[Mlir-commits] [mlir] [MLIR][DLTI] Make queries visit all ancestors/respect nested scopes (PR #115043)
Rolf Morel
llvmlistbot at llvm.org
Tue Nov 5 11:37:44 PST 2024
rolfmorel wrote:
This PR introduces the most straightforward look-up semantics: just continue traversing outer scopes, i.e visiting ancestor ops, until a multi-key query succeeds in full on a DLTI attribute on one of the ancestor ops of the `target` op.
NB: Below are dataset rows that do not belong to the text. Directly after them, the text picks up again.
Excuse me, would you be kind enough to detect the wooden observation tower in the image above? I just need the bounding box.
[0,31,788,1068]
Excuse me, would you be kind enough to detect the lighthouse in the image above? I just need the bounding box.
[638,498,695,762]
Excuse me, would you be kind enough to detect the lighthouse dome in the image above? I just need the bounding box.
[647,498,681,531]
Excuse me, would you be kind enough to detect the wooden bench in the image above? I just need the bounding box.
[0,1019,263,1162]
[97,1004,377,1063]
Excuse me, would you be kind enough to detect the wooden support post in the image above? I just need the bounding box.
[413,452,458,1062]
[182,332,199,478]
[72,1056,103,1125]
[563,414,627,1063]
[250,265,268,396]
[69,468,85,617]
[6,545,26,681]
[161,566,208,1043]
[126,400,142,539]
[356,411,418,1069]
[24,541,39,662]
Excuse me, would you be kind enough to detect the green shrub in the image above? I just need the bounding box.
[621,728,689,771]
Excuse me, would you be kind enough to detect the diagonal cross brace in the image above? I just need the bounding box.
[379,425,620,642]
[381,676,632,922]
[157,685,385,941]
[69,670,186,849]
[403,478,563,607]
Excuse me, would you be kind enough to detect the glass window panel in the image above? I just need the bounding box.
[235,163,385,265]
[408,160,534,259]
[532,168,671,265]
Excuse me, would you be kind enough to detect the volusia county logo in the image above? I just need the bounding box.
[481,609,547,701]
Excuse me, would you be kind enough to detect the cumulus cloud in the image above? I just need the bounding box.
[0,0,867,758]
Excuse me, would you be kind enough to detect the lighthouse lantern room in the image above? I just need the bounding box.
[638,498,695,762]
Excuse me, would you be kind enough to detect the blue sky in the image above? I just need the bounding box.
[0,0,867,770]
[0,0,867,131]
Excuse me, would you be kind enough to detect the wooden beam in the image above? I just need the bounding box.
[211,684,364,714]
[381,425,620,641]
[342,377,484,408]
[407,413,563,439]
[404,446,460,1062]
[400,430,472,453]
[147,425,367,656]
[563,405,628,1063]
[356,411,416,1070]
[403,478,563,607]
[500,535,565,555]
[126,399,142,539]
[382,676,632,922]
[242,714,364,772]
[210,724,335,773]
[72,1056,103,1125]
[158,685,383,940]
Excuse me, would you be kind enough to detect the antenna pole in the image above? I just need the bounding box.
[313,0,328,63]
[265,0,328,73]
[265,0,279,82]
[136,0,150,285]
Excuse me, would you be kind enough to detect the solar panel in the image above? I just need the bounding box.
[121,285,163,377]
This look-up semantics implies that it is not possible to "hide" names that have been defined in DLTI attributes on ancestor ops. Pretty standard, actually. However, as the following is allowed in syntax we might want to ponder what it should mean:
```
module attributes { test.dlti = #dlti.map<"CPU" = #dlti.map<"tile_size" = 64, "pad_to" = 16>> } {
func.func @f(%A: tensor<128x128xf32>) attributes { test.dlti = #dlti.map<"CPU" = {}> } {
linalg.matmul { test.dlti = #dlti.map<"CPU" = #dlti.map<"tile_size" = 24 : i32>> } ...
arith.constant 0 : i32
return
}
func.func @g() {
...
}
}
```
Given that the user "overrode"/shadowed the "leading" key `"CPU"` with the non-DLTI attribute `{}`, what consequence should this have for attempting to query keys `["CPU","pad_to"]` at the `linalg.matmul` inside `@f`? And what about queries at `arith.constant` inside `@f`?
With the PR as is the answer to `query(%handle_to_matmul, ["CPU","pad_to"])` is `16` and `query(%handle_to_matmul, ["CPU","tile_size"])` is 24 and `query(%handle_to_constant, ["CPU","pad_to"])` is `16` as well and `query(%handle_to_constant, ["CPU","tile_size"])` is 64.